Brain Areas Identified Linking High BP and Cognitive Impairment

Drawing on imaging, genetics, and observational data, researchers have identified the specific areas of the brain that appear to be involved in cognitive impairment in the setting of high blood pressure.

Though the link between hypertension and poor cognition, possibly explained by damage to the microvasculature, has been well established in prior studies, it wasn’t clear which areas of the brain were most strongly implicated. Pinpointing these regions has implications for honing risk prediction and may potentially yield targeted therapies, researchers say.

The regions pinpointed in the current study include the putamen as well as areas in the white matter containing the anterior thalamic radiation, the anterior corona radiata, and the anterior limb of the internal capsule, which are responsible for executive functions, the planning of daily tasks, decision-making, and emotion management.

“These are all known to be perturbed in patients with long-lasting hypertension,” senior author Tomasz Guzik, MD, PhD (University of Edinburgh, Scotland, and Jagiellonian University, Krakow, Poland), explained to TCTMD.

“Using genetic causal reasoning, we are able to narrow down the relationship to very specific locations in the brain, and I think that’s a big part of the value of this study,” he said. “It helps to provide clues not only mechanistically about which sites could play a role, but potentially could be used in the future by others to monitor these areas as future imaging biomarkers in hypertensive patients at higher risk of cognitive impairment.”

Moreover, “all of this is particularly relevant not only because cognitive impairment and dementia are such big problems that our society is facing but particularly because of the frequency of hypertension,” Guzik added, noting that about 30% of the population has high blood pressure and an additional 30% have prehypertension. Not all of these individuals will develop cognitive impairment, and the current findings suggest that examining these specific areas of the brain could be used to identify those who would benefit from earlier interventions in the future, Guzik indicated.

The study was published online this week in the European Heart Journal, with lead author Mateusz Siedlinski, PhD (University of Edinburgh and Jagiellonian University).

Systolic BP Especially Impactful

The investigators used a combination of genetic, mendelian randomization, and observational analyses to study how functional and structural changes in the brain related to both blood pressure and cognitive function. Data were obtained from sources that included the UK Biobank, the International Consortium for Blood Pressure, the COGENT consortium, and a prospective validation cohort of 116 individuals with hypertension or normotension.

From 3,935 brain MRI-derived phenotypes (encompassing both structure and function), the researchers identified 242 that were affected by changes in systolic BP, which was seen to be a more important contributor than diastolic BP, Guzik said. Of these, nine locations were determined to be potentially involved in mediating the association between high BP and cognitive impairment. The important role these areas of the brain play in this relationship was bolstered by analyses in the observational cohorts.

The study “strengthens the understanding that we really need to ensure good blood pressure control in our patients, because the higher the blood pressure, the more damaging to our brain function this will be,” Guzik said. “So at the moment, while we still haven’t defined specific therapies for preventing cognitive impairment, hypertensive patients must control their blood pressure using both pharmacology and lifestyle measures” that include exercising and avoiding salt in the diet.

Next Steps

Moving forward, Guzik said that advancements in imaging technology may provide even greater insights into the brain structures involved in the link between hypertension and cognitive impairment, and possibly enable the creation of a simple score that can be used to identify patients most at risk.
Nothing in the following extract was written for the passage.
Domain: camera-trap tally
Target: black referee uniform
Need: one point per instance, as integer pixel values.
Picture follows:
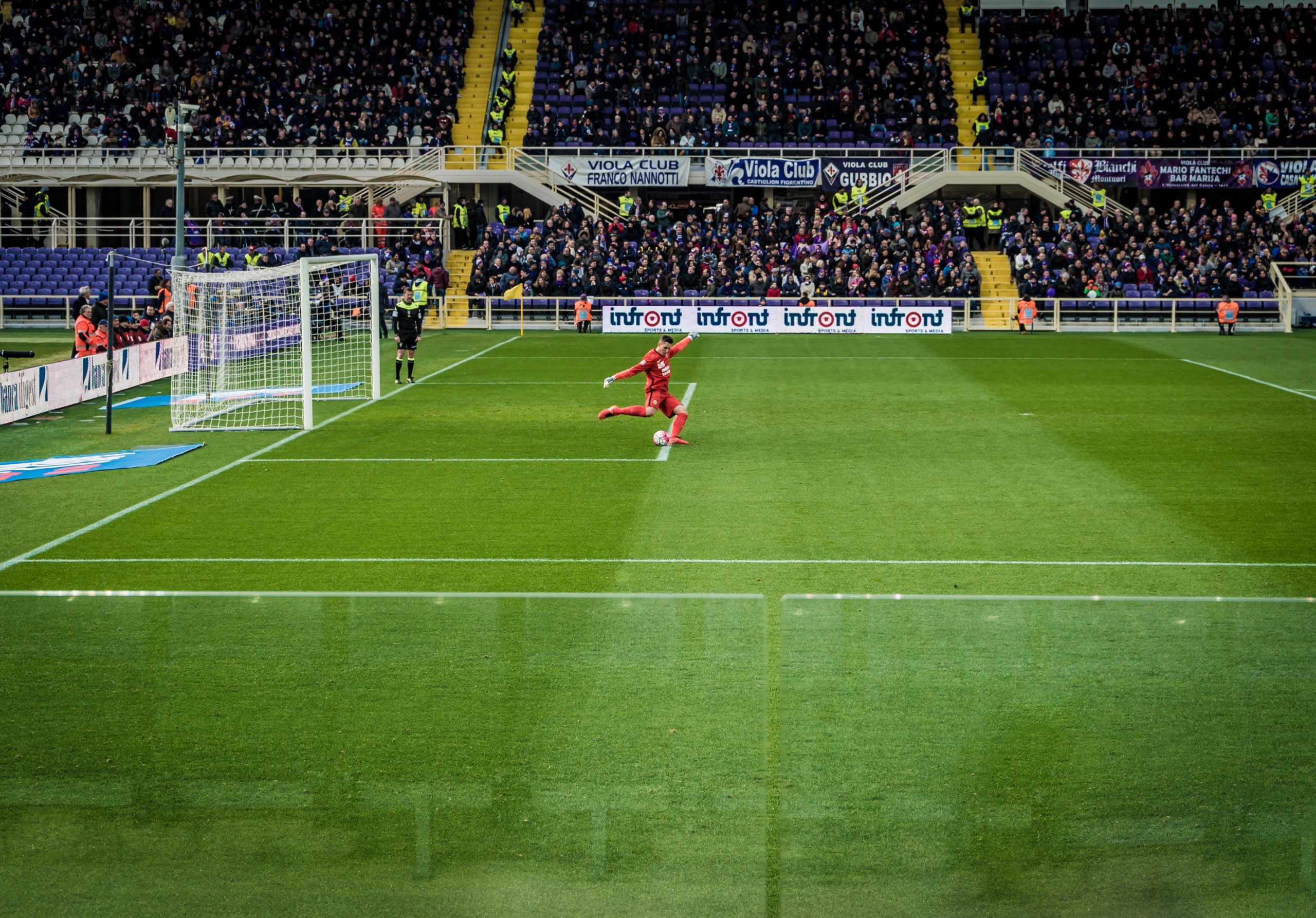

That will require appropriately designed clinical studies, he stressed, but such a score could, perhaps, provide a means to identify patients who would benefit from early interventions and assess the efficacy of medications for preventing cognitive impairment.

“While clinical trials targeting specific brain structures may be challenging, focused imaging of these structures in future preclinical and clinical studies may, in due course, support a more-personalized approach to hypertensive patients in relation to cognitive impairment,” the researchers write.
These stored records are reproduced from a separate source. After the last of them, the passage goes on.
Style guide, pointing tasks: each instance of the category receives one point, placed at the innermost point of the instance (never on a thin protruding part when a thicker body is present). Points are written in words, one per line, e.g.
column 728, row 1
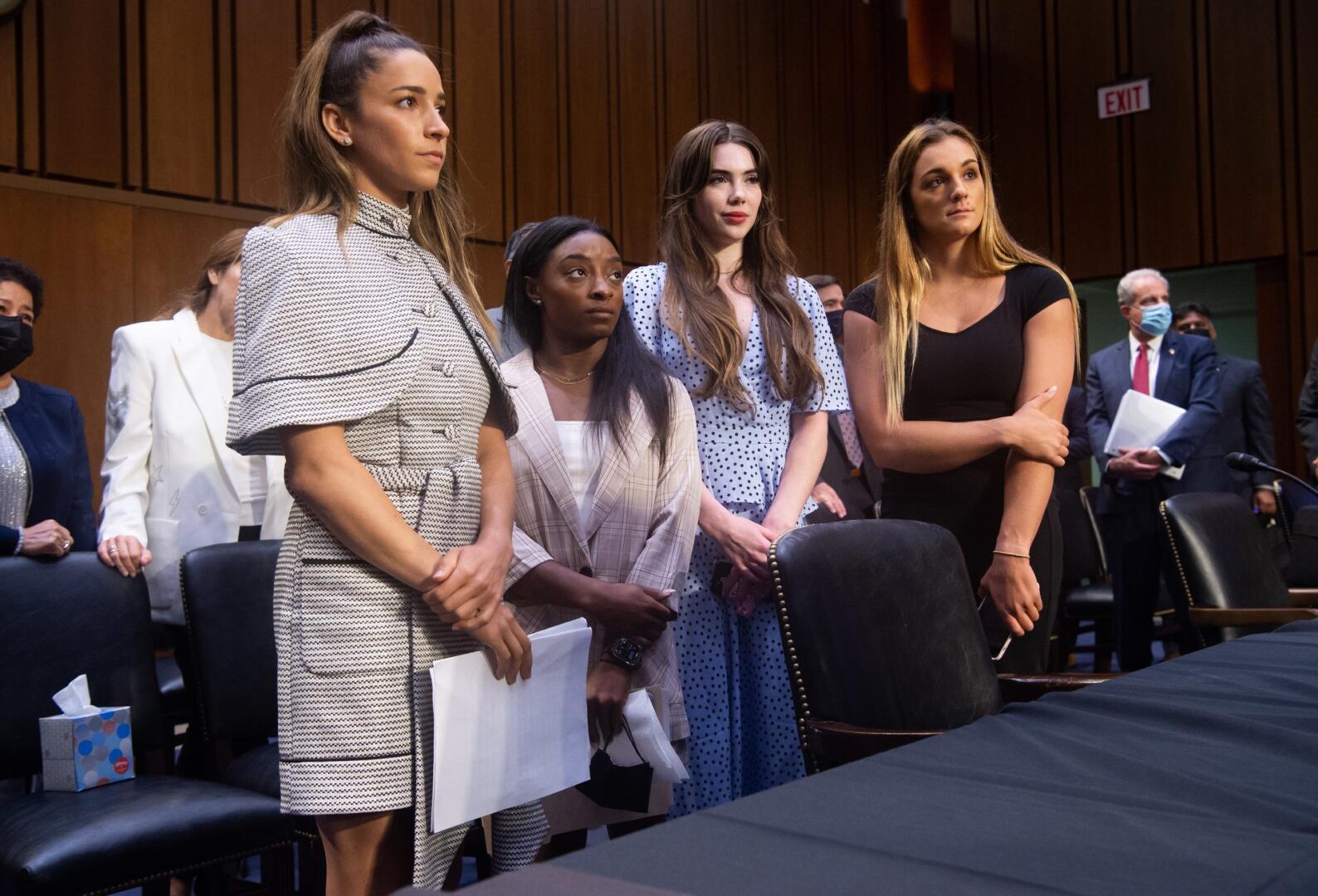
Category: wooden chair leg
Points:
column 277, row 871
column 311, row 867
In an accompanying editorial, Ernesto Schiffrin, MD, PhD, and James Engert, PhD (both from McGill University, Montreal, Canada), say the study represents “progress towards providing a mechanistic understanding of the effects of blood pressure on cognition.”
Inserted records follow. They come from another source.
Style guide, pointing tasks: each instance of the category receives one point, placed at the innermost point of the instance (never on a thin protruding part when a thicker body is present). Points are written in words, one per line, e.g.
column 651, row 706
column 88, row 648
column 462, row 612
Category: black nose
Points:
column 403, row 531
But additional studies are needed, they add. “In addition to replication, the challenge will be to extract the maximum utility from these results. Most probable in the near term will be the identification of research directions to build on the current results to provide a mechanistic understanding of the roles of specific brain areas susceptible to high BP,” they say.

“Eventually, biomarkers could be developed to inform antihypertensive trials,” the editorialists suggest. “Whether clinical trials targeting the specific brain structures will be feasible or if specific antihypertensives could be found that target specific structures remains to be demonstrated. Thus, these new studies could lead to an understanding of the signaling pathways that explain how these structures relate vascular damage to cognitive impairment in hypertension, and contribute to the development of novel interventions to more successfully address the scourge of cognitive decline and dementia in the future.”